Schletter tracker during the load test as part of product development.
The second important parameter for the calculation is the “component resistance side”, i.e. the load-bearing capacity of the individual components. Here, too, pure calculation models are not enough; testing is required. The reason: When planning PV systems, standards and calculation methods commonly used in the building industry reach their limits. The background is that a PV system is not erected in an assembly hall under perfect conditions, but out in the field. The tolerances, for example in the settlement of pile-driven foundations in uneven terrain, are therefore inevitably greater than in classic building construction.

For this reason, suppliers must put great attention to thorough component testing as part of their product development. Reputable suppliers test and calculate the component resistances during product development using the so-called “finite element method”, in which the physical behaviour of the components under load is elaborately simulated and calculated. Ideally, this is supplemented by real load tests. This increases the development effort. But it is an important prerequisite for an assembly system to last the planned 25, 30 or even 40 years even under extreme conditions.

4. Precise assembly instructions

To ensure that what has been calculated also functions in practice, the system must of course be professionally assembled on the construction site. For this, precise and comprehensive documentation and assembly instructions with corresponding technical drawings are crucial – especially since the assembly is usually carried out by third party companies. These drawings not only include detailed assembly instructions.
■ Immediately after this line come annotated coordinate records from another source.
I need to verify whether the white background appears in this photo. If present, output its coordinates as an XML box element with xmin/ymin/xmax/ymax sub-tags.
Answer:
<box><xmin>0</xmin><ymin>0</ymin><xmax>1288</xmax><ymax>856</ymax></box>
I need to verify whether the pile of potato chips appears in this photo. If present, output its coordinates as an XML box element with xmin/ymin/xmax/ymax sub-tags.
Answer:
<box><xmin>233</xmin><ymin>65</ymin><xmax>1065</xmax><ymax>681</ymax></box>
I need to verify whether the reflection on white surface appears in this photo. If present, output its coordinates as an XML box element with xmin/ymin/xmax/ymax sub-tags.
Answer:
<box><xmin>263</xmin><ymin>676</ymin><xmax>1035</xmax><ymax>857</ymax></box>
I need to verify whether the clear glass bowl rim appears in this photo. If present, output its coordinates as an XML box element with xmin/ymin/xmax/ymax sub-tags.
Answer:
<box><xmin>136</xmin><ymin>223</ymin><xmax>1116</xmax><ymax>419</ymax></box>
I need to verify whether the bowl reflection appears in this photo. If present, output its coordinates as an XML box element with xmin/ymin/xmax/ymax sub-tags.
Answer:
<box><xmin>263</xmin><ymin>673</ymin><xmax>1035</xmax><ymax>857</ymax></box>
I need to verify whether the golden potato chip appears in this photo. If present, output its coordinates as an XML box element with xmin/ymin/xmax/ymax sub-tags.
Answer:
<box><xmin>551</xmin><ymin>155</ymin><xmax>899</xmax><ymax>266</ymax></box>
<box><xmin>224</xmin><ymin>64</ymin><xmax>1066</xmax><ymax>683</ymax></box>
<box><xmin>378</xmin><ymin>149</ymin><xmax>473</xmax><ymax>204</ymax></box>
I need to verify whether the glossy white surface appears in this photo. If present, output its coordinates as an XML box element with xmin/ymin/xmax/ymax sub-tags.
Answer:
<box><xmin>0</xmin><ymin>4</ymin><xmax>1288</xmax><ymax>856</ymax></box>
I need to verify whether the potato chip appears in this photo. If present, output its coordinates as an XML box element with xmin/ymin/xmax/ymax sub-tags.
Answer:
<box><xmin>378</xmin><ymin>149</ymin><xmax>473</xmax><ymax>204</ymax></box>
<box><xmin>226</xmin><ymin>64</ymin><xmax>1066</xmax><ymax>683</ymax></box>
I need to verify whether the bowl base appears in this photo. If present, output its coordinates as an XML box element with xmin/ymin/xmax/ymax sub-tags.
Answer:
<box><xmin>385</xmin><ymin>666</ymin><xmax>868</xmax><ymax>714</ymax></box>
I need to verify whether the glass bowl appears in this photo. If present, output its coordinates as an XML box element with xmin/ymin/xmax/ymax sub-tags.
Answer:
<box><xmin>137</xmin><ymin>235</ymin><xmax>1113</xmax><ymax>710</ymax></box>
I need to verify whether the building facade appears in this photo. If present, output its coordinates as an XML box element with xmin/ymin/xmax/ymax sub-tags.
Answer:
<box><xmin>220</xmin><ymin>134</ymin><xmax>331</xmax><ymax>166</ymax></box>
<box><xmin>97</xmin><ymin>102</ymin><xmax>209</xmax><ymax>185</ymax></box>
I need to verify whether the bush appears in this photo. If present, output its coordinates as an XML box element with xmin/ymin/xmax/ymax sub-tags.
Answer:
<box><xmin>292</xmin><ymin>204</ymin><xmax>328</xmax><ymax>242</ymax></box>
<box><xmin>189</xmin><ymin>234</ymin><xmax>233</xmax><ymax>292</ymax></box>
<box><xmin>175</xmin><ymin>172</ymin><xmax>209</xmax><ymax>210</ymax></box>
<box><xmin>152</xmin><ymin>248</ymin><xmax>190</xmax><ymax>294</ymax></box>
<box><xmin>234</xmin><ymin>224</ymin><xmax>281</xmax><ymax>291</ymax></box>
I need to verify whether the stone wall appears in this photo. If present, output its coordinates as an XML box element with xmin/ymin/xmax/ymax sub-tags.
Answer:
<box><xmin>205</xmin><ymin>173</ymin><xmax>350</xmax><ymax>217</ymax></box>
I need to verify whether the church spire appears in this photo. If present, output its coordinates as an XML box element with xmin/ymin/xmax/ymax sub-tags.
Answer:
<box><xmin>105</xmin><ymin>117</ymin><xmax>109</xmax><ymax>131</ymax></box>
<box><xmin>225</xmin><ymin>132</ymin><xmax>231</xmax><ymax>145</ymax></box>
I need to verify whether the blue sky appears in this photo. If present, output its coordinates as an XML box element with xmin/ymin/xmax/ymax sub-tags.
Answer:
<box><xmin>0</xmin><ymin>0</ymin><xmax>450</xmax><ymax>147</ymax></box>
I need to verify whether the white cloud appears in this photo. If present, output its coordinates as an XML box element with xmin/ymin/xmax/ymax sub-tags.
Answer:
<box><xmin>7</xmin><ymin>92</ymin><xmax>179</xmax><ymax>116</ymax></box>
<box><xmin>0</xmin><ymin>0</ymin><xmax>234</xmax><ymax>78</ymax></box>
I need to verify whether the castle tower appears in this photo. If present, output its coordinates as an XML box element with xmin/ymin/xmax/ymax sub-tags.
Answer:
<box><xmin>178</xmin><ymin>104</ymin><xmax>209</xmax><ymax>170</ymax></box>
They also point out sources of error, such as the correct tightening torque of screws.

5. On the building site: Improvise – but do it right

There is hardly any outdoor PV project where the planning on the construction site can be implemented 100 percent exactly. There are almost always unforeseeable difficulties that force you to deviate from the plan in places. For example, you often come across boulders in the ground and therefore cannot place some pile-driven foundations as planned.
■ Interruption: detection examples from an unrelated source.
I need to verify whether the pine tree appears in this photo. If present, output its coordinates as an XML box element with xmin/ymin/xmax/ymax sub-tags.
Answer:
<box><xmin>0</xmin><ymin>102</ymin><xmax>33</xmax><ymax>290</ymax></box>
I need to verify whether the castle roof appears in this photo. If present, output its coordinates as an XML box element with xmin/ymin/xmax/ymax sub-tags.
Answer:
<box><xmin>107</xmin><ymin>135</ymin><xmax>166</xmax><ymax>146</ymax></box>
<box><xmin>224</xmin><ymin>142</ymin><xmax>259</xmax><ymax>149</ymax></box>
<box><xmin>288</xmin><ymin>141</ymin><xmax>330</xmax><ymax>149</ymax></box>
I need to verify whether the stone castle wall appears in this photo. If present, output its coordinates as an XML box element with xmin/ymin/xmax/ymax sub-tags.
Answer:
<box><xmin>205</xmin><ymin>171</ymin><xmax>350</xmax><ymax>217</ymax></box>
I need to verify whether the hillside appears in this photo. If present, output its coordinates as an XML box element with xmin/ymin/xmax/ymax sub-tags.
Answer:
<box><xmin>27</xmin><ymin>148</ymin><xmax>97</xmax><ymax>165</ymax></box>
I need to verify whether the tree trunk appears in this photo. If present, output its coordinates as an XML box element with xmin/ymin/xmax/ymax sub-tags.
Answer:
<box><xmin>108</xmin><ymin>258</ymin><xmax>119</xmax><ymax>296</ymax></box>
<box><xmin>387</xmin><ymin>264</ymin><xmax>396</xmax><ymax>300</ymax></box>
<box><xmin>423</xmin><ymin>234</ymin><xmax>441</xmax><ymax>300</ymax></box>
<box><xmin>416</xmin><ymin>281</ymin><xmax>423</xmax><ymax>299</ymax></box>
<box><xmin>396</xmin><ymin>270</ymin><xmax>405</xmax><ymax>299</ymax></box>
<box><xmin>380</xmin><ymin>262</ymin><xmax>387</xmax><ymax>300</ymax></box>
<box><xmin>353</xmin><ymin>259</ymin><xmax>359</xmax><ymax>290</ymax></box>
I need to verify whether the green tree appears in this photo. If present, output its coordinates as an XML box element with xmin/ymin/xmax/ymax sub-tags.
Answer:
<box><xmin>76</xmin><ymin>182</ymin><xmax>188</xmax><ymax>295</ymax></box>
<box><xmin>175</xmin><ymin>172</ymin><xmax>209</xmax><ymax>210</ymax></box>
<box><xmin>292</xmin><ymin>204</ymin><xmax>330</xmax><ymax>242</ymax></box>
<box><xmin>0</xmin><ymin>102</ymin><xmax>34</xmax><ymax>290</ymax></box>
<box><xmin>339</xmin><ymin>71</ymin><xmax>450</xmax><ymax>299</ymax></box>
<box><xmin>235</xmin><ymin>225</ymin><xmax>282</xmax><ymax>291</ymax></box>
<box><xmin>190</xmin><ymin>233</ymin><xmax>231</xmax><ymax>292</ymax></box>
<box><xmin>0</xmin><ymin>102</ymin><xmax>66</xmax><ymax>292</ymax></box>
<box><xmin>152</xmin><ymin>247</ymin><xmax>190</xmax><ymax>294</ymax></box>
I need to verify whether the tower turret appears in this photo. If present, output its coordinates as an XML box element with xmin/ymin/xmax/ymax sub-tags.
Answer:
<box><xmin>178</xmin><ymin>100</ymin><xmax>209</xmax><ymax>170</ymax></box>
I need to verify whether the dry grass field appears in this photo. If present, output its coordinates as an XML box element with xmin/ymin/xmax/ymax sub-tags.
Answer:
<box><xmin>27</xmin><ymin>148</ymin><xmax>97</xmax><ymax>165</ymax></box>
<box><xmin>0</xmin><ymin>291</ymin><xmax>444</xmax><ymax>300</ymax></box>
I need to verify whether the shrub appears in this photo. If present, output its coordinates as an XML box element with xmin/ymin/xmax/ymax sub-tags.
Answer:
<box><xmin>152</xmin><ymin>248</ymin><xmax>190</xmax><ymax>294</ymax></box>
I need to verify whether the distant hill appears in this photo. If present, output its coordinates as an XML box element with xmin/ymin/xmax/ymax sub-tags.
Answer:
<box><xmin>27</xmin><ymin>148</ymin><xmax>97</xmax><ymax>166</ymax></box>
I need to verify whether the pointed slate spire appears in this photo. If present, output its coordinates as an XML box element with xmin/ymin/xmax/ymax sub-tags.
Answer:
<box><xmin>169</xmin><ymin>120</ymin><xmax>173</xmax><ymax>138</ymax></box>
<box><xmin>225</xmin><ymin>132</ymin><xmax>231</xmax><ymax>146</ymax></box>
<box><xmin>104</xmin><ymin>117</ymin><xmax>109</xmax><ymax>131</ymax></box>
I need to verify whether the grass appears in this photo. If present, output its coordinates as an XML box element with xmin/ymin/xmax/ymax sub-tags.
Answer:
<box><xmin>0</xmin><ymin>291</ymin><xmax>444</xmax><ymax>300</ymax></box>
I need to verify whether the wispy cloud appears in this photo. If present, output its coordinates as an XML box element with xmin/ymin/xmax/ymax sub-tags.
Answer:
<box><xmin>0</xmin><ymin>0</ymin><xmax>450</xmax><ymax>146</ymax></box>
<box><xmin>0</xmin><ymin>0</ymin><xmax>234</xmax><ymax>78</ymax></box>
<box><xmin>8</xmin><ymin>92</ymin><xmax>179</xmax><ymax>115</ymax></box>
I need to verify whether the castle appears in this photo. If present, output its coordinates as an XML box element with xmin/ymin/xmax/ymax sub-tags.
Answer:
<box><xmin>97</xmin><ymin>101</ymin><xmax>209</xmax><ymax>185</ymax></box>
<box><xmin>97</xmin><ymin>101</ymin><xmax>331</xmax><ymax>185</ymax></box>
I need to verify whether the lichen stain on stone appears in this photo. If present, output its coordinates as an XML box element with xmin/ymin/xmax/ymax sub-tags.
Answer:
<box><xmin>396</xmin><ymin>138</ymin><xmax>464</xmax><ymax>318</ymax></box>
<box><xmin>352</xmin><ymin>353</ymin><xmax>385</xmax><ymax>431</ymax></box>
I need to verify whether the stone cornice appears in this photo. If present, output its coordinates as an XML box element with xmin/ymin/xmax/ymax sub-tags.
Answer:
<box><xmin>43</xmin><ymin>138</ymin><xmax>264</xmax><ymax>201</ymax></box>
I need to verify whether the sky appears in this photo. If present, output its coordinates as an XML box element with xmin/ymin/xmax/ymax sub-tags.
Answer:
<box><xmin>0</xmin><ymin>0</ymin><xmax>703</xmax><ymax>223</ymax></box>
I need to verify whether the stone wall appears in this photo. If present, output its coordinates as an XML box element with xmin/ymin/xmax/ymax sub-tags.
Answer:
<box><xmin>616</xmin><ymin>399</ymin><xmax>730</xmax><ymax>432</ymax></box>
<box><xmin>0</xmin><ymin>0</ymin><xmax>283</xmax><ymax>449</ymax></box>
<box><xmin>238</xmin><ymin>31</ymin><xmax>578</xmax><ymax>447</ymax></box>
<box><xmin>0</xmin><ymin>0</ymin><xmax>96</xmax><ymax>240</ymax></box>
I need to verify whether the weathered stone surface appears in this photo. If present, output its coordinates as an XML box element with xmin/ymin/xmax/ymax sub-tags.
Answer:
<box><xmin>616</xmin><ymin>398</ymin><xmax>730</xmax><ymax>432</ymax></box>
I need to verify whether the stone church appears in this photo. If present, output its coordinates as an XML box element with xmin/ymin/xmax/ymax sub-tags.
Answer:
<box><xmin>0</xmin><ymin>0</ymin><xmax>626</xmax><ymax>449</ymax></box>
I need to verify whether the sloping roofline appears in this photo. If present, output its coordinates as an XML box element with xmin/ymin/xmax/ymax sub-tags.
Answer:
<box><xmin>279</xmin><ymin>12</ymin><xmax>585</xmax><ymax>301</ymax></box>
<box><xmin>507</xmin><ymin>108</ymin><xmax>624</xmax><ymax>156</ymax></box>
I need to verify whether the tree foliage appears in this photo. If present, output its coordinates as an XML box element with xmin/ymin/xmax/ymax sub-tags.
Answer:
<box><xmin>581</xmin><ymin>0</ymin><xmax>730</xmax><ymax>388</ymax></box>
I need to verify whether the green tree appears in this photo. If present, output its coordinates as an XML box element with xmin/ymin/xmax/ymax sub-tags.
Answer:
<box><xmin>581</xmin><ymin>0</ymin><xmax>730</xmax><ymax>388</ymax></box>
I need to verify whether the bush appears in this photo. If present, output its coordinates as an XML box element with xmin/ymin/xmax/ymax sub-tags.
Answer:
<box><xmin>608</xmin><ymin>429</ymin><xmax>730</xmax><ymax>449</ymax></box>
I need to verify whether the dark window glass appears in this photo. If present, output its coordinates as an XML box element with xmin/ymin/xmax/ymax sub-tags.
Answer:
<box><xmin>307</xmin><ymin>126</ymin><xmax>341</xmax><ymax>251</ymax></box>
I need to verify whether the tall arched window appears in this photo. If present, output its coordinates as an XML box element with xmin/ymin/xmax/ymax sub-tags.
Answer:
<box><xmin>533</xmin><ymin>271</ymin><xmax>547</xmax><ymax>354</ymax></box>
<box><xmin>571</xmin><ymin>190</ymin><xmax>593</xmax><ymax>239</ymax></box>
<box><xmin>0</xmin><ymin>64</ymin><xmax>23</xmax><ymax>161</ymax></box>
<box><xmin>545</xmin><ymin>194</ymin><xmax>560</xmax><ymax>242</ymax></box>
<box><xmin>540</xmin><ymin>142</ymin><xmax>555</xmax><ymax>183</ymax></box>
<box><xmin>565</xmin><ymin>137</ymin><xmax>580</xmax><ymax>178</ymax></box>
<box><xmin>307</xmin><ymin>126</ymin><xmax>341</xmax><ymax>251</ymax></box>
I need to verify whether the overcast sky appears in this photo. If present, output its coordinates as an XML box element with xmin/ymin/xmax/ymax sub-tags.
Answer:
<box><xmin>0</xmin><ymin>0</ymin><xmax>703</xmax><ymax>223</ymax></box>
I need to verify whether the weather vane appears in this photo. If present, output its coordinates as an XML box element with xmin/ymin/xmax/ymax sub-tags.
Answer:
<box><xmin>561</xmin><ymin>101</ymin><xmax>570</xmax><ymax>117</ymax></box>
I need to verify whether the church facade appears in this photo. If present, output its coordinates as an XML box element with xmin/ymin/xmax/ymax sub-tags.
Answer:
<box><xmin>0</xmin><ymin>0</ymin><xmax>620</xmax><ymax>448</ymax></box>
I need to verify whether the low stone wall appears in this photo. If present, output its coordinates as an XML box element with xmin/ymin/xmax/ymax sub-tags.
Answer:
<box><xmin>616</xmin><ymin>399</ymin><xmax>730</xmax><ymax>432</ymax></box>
It is therefore important to have a certain ability to improvise on the construction site – but in such a way that the statics are still guaranteed. This is ensured by a responsive and experienced “after-sales support” by the installation manufacturer. Ideally, the same technicians who were already involved in the planning take care of the calculation and implementation of alternative solutions.

Even in temperate zones, structural failures due to high wind loads occur time and again.

6. Can turn into a static problem: Corrosion

The tropics are not only an extreme region with regard to possible wind loads. The atmosphere is also more aggressive for steel components than in almost any other place on earth. For one thing, the air in coastal areas has a very high chloride content, which massively promotes and accelerates corrosion. In addition, there is high humidity, and condensation often forms on the components in the morning and evening. In coastal locations, both phenomena occur simultaneously – an extreme stress for metal parts.

Conventional corrosion protection only lasts a few years under such extreme conditions. Once the coating is “off”, there is a risk of pitting and even failure of individual components. This shows that durability is more important in the tropics than elsewhere. In tropical regions with strong winds, a particularly durable and resistant corrosion protection that can cope with these aggressive conditions is therefore a must.

High humidity and a high chloride content in the atmosphere increase the risk of corrosion in the tropics.

Solid mounting system secures investment

PV systems in tropical regions have above-average yields. At the same time, they are exposed to above-average risks – from hurricanes, heavy rain, humidity and corrosion. Investors and project developers should therefore pay close attention when selecting and planning the mounting system. A simple calculation shows why this is worthwhile: the mounting system accounts for only about 10 percent of the total investment, the modules for about 70 percent. Whoever sets the wrong priorities here risks an expensive shambles.